There are also a number of specialist therapists out there who are trained specifically to treat those with gambling addictions.
Behaviors That Gambling Addicts Engage In
There are a few different practices that most gambling addicts will engage in when they lose (see also “Which Types Of Gambling Are The Most Addictive?“). Below, we look at some of the most common.
Post Loss Spending
Post loss spending refers to when a gambler has already lost a significant amount of money during play, but continues to engage in the game in the hope that they’ll win it back.
Often, the gambling in these instances will become more frenzied because the stakes are higher.
Gamblers will tend to bet faster, and in more of a haphazard manner. Instead of practicing caution and reserve, most gambling addicts will feel frantic, causing them to make mistakes and misjudgements.

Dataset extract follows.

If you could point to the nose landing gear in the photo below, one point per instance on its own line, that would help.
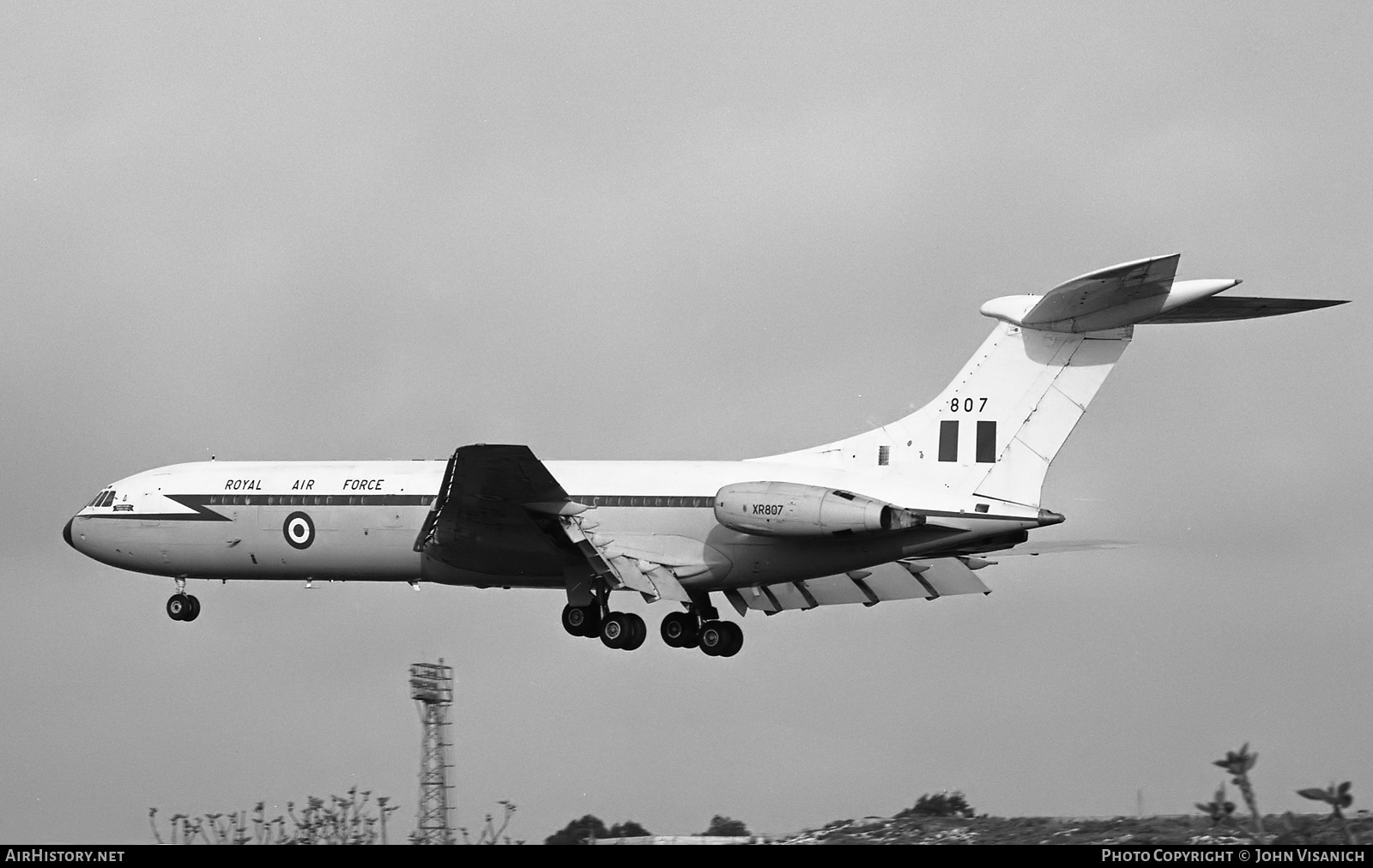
(183, 606)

Another common behavior that gambling addicts will engage in is something called chasing losses. This is something that we briefly discussed above.
Even if a gambler has lost a significant amount of money, they’ll continue to ‘chase’ after it, believing that they’re one spin away from winning all of their cash back.
Of course, in reality, there is no skill or expertise required to gamble, it is purely up to fate. Therefore, it’s completely nonsensical to engage in this type of behavior, as there’s no guarantee that you’ll win.
The Effects Of Gambling On Mental Health
Gambling can take a massive toll on people’s mental health. Like many other addictions, it serves to numb masked feelings of unworthiness and depression.
Many alcoholics, for example, will drink in order to forget past traumas or current problems.
In the same way, gambling is a form of escapism and distraction for people who engage in it. Gamblers are at risk of extreme financial problems, that in some cases, can cause them to borrow money, or even steal it from others.
Although they still experience a ‘high’ after losing because of the adrenaline, this will later be followed by shame and remorse, which can severely impact feelings of self worth. In extreme cases, this can lead to suicidal thoughts.
This is why it’s so important for those who are suffering from gambling addictions to speak up, and reach out for help.
To sum up, people who have gambling addictions will still experience a ‘high’ after losing. This is because there are certain areas of their brains that are activated each time they make a bet, resulting in a rush of adrenaline.